Stanley, one of the cheapest places in the U.K. to buy a house. Much of the North East of the United Kingdom voted to leave the European Union | Dan Kitwood/Getty Images
Depending on how hard the U.K. crashes out of the EU, the plan wouldn’t be covered by watchdogs in Brussels anyway.
Regardless, Houchen counters he’s got legal advice that is clear there won’t be a problem. “The one thing free zones don’t do is turn a completely useless site into a brilliant site,” said Houchen. “You can’t turn a site in the Sahara into an amazing free port.”
The quick take on special economic zones is pretty alluring — look at the transformation of sleepy towns in China and the Middle East into forests of glass skyscrapers and factory complexes. But the reality is trickier, especially in developed countries. Shannon, a once vital Irish refueling stop for transatlantic aviation but otherwise a provincial backwater, was turned into a hub for big business thanks to its free zone. Despite that success, Shannon has created only 7,000 jobs, a fraction of what Houchen is proposing.
Slashing environmental and labor rules offers one option, but that’s something the Tees authorities insist they won’t do, ruling out making the port a haven for migrant labor.
A British Steel manufacturing site in Skinningrove in 2017 | Ian Forsyth/Getty Images
But that may hobble the dreams of creating an economic powerhouse, Holmes said. “You’re not going to make much difference to this region unless you give a substantial change in the cost [for business]. The cost saving from the free zone itself is going to be minimal.”
Keeping locals onside with the plan is key to satisfying one of the underlying causes of Brexit — a feeling of disenfranchisement outside the country’s rich southeast.
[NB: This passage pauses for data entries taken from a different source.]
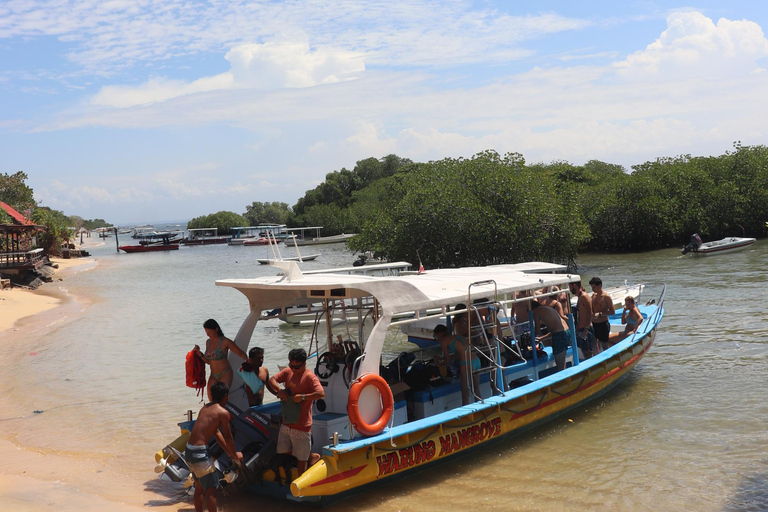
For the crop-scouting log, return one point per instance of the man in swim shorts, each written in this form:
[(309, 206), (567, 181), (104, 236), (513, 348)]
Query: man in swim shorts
[(582, 315), (255, 376), (301, 387), (559, 332), (212, 421)]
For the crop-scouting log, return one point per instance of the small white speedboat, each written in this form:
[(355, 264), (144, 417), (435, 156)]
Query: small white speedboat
[(729, 244)]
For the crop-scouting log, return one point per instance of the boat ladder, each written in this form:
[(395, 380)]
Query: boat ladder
[(486, 341)]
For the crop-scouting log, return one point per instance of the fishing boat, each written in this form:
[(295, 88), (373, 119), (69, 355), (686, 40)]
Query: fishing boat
[(729, 244), (204, 236), (369, 430), (259, 241), (308, 257), (256, 235), (333, 239), (150, 248)]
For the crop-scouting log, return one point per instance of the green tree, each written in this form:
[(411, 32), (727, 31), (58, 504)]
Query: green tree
[(56, 231), (15, 192), (484, 210), (223, 221)]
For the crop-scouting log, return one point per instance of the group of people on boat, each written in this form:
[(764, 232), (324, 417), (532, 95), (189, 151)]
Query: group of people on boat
[(550, 320), (592, 318)]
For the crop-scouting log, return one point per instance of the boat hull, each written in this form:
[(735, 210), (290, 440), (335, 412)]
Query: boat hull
[(207, 241), (362, 464), (725, 245)]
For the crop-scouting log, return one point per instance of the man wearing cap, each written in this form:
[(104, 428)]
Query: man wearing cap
[(602, 309)]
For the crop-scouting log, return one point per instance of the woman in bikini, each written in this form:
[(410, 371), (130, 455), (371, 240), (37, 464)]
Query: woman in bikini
[(217, 348), (630, 317)]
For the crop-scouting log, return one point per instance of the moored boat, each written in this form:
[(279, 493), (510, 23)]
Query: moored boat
[(333, 239), (204, 236), (381, 432), (728, 244)]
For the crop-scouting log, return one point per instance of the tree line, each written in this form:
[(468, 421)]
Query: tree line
[(493, 208)]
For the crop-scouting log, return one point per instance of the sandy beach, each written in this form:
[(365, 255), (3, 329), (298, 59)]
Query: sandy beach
[(18, 304), (35, 480)]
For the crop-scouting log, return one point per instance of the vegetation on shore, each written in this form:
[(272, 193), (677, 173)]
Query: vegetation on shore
[(498, 209)]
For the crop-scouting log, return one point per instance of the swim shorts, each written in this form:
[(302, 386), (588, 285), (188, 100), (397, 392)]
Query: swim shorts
[(201, 465), (602, 331), (561, 341), (296, 442)]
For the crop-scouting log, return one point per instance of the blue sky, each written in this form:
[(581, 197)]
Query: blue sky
[(152, 110)]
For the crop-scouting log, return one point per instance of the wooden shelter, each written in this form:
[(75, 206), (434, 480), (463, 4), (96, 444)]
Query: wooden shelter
[(18, 251)]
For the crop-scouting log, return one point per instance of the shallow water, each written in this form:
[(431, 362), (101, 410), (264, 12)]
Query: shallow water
[(685, 431)]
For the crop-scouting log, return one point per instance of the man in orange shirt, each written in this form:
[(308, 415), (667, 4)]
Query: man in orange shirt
[(301, 387)]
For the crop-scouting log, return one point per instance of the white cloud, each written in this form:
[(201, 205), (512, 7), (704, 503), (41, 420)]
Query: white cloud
[(253, 66), (106, 37), (693, 46)]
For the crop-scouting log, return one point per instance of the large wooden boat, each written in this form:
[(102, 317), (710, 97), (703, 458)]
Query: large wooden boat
[(149, 248), (379, 429)]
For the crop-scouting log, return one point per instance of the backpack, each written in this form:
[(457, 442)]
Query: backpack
[(195, 372)]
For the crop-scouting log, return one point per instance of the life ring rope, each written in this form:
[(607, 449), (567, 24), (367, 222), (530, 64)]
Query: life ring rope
[(387, 404)]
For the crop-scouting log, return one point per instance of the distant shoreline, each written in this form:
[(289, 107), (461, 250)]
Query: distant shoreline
[(18, 305)]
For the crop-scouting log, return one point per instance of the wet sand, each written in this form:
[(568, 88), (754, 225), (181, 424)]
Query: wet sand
[(36, 480)]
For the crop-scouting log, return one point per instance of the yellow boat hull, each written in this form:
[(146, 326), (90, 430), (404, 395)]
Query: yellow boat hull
[(344, 469)]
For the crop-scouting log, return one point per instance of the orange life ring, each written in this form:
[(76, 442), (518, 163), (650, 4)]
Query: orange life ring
[(387, 404)]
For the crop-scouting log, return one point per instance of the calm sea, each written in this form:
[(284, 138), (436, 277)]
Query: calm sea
[(686, 431)]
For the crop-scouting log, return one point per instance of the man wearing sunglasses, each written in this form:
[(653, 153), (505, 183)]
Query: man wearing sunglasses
[(301, 387)]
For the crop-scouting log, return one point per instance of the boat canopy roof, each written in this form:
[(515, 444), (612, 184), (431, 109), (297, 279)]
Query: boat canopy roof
[(396, 294)]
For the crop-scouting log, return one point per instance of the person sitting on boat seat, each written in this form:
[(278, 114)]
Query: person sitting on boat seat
[(456, 348), (582, 318), (559, 333), (521, 308), (212, 421), (553, 302), (302, 387), (255, 376), (217, 348), (630, 317)]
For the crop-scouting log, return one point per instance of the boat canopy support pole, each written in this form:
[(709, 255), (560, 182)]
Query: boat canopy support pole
[(533, 345), (374, 344), (574, 346)]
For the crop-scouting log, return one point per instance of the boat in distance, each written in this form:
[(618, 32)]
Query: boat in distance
[(159, 241), (308, 257), (728, 244), (381, 429), (149, 248), (333, 239)]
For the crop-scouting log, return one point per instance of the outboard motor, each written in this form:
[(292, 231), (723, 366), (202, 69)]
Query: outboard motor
[(693, 245)]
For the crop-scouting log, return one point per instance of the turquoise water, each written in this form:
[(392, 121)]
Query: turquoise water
[(686, 430)]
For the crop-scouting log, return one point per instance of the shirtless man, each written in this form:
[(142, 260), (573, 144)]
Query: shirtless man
[(584, 333), (558, 331), (212, 420), (602, 309)]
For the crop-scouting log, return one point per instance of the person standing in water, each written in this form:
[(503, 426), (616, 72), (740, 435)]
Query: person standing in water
[(212, 421)]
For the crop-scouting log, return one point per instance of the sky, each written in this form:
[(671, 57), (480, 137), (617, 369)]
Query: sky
[(139, 111)]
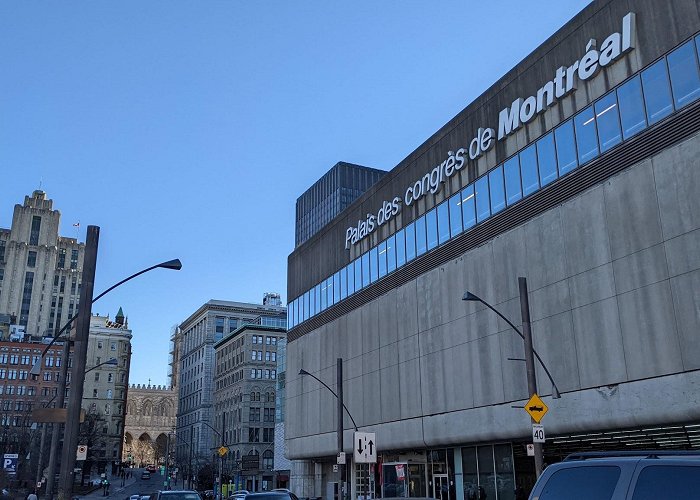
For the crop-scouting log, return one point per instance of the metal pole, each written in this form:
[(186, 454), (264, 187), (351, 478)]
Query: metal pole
[(55, 428), (221, 457), (82, 331), (189, 478), (529, 361), (339, 390)]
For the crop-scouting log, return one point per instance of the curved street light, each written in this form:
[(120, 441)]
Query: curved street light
[(468, 296), (304, 372), (173, 264)]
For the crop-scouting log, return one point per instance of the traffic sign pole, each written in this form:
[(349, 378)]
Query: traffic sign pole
[(529, 362)]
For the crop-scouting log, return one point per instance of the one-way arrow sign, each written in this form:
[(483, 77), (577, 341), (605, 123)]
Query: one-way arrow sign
[(365, 448)]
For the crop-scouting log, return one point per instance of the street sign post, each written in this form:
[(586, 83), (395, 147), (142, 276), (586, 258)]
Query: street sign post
[(365, 447), (536, 408), (538, 433)]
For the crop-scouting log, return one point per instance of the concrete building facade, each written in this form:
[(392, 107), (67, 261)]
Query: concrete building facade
[(245, 382), (578, 170), (195, 341), (40, 271)]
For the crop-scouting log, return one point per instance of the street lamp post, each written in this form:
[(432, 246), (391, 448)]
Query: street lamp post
[(530, 354), (341, 407), (82, 331)]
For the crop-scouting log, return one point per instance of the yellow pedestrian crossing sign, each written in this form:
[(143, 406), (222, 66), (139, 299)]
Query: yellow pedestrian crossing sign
[(536, 408)]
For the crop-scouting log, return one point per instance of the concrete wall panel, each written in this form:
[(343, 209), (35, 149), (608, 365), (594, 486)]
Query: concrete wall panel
[(649, 332)]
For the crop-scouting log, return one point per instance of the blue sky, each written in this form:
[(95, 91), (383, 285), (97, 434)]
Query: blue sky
[(188, 128)]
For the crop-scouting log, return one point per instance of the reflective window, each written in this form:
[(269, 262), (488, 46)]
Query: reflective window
[(685, 80), (657, 92), (582, 483), (566, 147), (358, 274), (381, 254), (312, 302), (586, 137), (351, 278), (455, 215), (400, 249), (431, 228), (336, 288), (421, 242), (546, 159), (497, 192), (528, 170), (391, 254), (373, 265), (468, 207), (511, 170), (343, 284), (410, 242), (365, 270), (324, 296), (632, 116), (443, 222), (607, 116), (481, 195), (329, 290)]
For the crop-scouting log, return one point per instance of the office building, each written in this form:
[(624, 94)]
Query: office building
[(577, 170), (330, 195), (245, 382), (105, 392), (40, 271), (196, 339)]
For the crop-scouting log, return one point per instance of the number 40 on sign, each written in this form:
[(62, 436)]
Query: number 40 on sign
[(537, 433)]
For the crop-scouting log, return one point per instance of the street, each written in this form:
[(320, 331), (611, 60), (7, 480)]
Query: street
[(132, 486)]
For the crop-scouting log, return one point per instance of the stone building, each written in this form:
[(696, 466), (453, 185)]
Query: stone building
[(40, 271), (151, 415)]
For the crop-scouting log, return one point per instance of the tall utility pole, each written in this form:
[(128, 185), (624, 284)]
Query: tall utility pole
[(339, 391), (82, 331), (529, 361), (55, 428)]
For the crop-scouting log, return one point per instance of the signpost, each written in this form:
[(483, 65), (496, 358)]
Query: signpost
[(365, 448), (9, 463), (538, 433)]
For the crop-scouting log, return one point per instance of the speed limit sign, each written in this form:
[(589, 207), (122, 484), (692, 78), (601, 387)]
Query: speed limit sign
[(537, 433)]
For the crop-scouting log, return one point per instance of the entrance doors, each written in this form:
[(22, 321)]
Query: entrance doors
[(441, 487)]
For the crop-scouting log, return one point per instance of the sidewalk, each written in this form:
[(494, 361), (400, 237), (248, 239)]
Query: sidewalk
[(115, 488)]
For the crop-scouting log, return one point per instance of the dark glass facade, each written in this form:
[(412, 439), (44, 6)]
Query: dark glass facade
[(330, 195)]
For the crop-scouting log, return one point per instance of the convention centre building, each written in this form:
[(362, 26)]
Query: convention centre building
[(579, 170)]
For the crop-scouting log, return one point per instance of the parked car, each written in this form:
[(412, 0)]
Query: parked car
[(272, 495), (621, 475), (175, 495)]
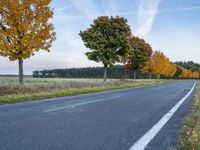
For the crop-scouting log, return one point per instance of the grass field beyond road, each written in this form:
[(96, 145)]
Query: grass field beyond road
[(43, 88), (190, 134)]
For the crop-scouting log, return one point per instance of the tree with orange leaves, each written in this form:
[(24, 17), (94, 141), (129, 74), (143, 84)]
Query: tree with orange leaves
[(25, 29), (139, 53), (160, 65)]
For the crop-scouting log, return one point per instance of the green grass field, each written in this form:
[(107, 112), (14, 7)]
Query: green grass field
[(190, 134), (43, 88)]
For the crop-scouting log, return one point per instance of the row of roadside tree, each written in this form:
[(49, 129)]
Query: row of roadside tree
[(111, 41)]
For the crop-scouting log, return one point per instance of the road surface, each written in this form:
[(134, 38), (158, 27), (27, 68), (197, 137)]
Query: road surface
[(113, 120)]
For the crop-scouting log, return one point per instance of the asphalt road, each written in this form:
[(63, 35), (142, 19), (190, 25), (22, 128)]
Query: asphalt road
[(112, 120)]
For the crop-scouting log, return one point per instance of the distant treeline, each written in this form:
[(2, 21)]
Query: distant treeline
[(189, 65), (117, 71)]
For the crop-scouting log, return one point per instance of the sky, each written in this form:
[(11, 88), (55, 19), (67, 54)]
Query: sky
[(170, 26)]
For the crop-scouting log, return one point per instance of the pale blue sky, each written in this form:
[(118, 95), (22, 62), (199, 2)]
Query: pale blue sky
[(171, 26)]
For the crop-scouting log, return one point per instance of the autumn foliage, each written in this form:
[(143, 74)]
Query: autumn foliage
[(25, 29)]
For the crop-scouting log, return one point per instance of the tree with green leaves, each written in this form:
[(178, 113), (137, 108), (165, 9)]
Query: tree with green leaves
[(25, 29), (107, 39), (138, 55)]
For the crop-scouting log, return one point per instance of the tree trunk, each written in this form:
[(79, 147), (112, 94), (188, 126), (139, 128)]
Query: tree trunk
[(105, 73), (150, 75), (135, 74), (21, 74)]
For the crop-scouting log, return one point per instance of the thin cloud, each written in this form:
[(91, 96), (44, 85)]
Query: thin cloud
[(146, 15), (86, 7), (64, 8)]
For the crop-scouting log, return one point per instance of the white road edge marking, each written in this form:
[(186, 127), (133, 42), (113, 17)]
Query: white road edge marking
[(148, 136)]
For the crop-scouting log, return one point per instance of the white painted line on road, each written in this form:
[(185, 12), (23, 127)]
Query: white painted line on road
[(148, 136), (82, 103)]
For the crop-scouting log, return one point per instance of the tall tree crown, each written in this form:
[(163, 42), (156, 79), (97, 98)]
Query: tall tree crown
[(107, 39), (25, 28)]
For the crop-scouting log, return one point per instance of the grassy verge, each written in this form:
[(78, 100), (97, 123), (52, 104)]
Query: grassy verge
[(190, 134), (21, 97)]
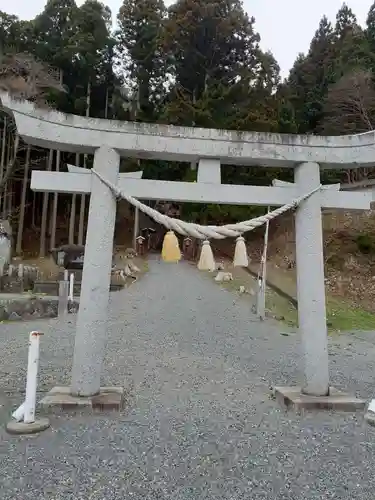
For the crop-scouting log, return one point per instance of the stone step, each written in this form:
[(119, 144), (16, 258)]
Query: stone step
[(52, 288)]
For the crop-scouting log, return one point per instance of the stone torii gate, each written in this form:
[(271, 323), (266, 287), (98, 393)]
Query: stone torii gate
[(109, 140)]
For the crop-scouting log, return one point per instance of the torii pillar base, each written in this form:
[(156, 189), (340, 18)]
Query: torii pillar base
[(108, 399), (293, 397)]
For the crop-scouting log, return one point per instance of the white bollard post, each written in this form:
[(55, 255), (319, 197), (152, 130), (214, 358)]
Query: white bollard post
[(23, 419), (32, 377), (71, 287)]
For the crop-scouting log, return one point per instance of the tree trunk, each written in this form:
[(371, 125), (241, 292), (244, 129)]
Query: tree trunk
[(82, 210), (43, 228), (21, 221)]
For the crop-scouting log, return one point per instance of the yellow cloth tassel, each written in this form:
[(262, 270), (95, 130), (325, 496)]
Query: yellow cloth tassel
[(171, 250), (240, 253), (206, 260)]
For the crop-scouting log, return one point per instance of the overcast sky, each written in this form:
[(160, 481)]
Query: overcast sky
[(286, 26)]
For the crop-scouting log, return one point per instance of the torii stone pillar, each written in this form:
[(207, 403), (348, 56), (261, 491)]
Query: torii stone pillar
[(310, 282), (92, 319)]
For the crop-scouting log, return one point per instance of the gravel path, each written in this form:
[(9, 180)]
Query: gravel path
[(199, 422)]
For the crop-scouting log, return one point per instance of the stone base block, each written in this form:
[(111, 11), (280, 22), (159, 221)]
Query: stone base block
[(337, 400), (19, 428), (109, 398)]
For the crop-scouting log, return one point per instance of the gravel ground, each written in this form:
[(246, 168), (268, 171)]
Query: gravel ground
[(199, 422)]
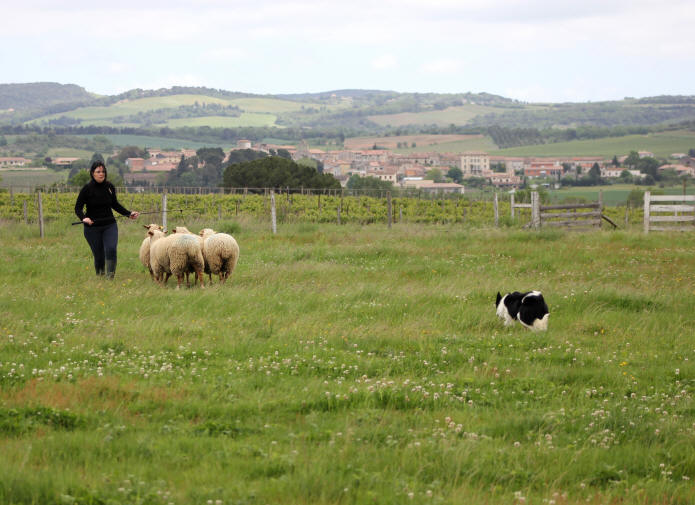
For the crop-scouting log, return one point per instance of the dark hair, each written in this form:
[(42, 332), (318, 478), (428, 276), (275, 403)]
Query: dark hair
[(96, 165)]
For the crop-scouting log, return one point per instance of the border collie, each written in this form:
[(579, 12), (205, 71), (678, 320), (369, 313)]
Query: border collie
[(528, 308)]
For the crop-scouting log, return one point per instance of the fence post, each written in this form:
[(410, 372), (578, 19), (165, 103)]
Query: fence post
[(40, 215), (388, 201), (497, 211), (535, 210), (164, 209), (272, 212)]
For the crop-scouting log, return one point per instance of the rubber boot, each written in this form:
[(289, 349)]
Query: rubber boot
[(110, 269)]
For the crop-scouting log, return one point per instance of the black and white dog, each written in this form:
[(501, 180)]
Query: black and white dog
[(527, 308)]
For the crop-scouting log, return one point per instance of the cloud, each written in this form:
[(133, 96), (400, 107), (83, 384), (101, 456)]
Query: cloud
[(384, 62)]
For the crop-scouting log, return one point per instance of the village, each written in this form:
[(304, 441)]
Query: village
[(407, 171)]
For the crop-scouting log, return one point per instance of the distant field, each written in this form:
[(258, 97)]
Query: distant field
[(159, 142), (661, 144), (128, 107), (266, 105), (246, 119), (452, 115), (31, 177), (612, 195)]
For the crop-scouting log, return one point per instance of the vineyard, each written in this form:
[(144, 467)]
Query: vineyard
[(297, 208)]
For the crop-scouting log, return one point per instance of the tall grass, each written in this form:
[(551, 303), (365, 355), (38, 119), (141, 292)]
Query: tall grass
[(350, 365)]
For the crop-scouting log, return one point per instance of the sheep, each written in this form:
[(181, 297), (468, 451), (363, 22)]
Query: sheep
[(145, 247), (221, 252), (206, 268), (175, 254)]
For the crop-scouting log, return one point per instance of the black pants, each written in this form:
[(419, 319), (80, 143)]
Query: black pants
[(103, 240)]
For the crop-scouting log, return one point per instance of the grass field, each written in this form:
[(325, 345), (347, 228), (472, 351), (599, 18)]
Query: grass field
[(350, 365), (246, 119), (661, 144), (452, 115), (158, 142), (31, 177)]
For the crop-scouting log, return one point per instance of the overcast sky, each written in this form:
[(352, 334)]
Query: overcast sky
[(531, 50)]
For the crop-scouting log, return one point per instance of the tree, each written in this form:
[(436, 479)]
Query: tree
[(131, 152), (455, 174), (276, 172), (97, 157)]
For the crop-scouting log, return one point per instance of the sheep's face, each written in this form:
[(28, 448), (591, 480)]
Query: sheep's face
[(152, 226)]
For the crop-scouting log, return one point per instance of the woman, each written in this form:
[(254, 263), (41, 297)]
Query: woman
[(100, 229)]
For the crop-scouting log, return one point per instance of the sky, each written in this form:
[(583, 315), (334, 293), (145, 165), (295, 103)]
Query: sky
[(529, 50)]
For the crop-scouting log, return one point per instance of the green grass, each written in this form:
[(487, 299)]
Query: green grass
[(350, 365), (158, 142), (31, 177), (245, 120), (661, 144), (452, 115)]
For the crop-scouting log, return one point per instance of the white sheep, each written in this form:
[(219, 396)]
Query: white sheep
[(175, 255), (145, 247), (221, 252), (206, 268)]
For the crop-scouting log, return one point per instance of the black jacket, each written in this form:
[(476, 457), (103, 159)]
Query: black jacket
[(99, 200)]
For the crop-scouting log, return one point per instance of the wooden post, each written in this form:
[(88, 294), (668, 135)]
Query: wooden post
[(497, 211), (164, 209), (388, 202), (627, 213), (41, 215), (272, 212), (535, 210)]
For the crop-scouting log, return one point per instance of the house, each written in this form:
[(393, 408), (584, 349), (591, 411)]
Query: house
[(611, 172), (500, 179), (475, 164), (13, 162), (135, 164), (431, 187), (679, 169)]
While lawmakers argue over multibillion pound new infrastructure schemes around London such as a third runway at Heathrow and a rail scheme to Birmingham, the north has been relatively starved of public investment.
“The north is just all rusted up,” one local on Redcar’s high street said, declining to offer a name given the febrile political climate. “It’s a brilliant idea if it actually emerges.”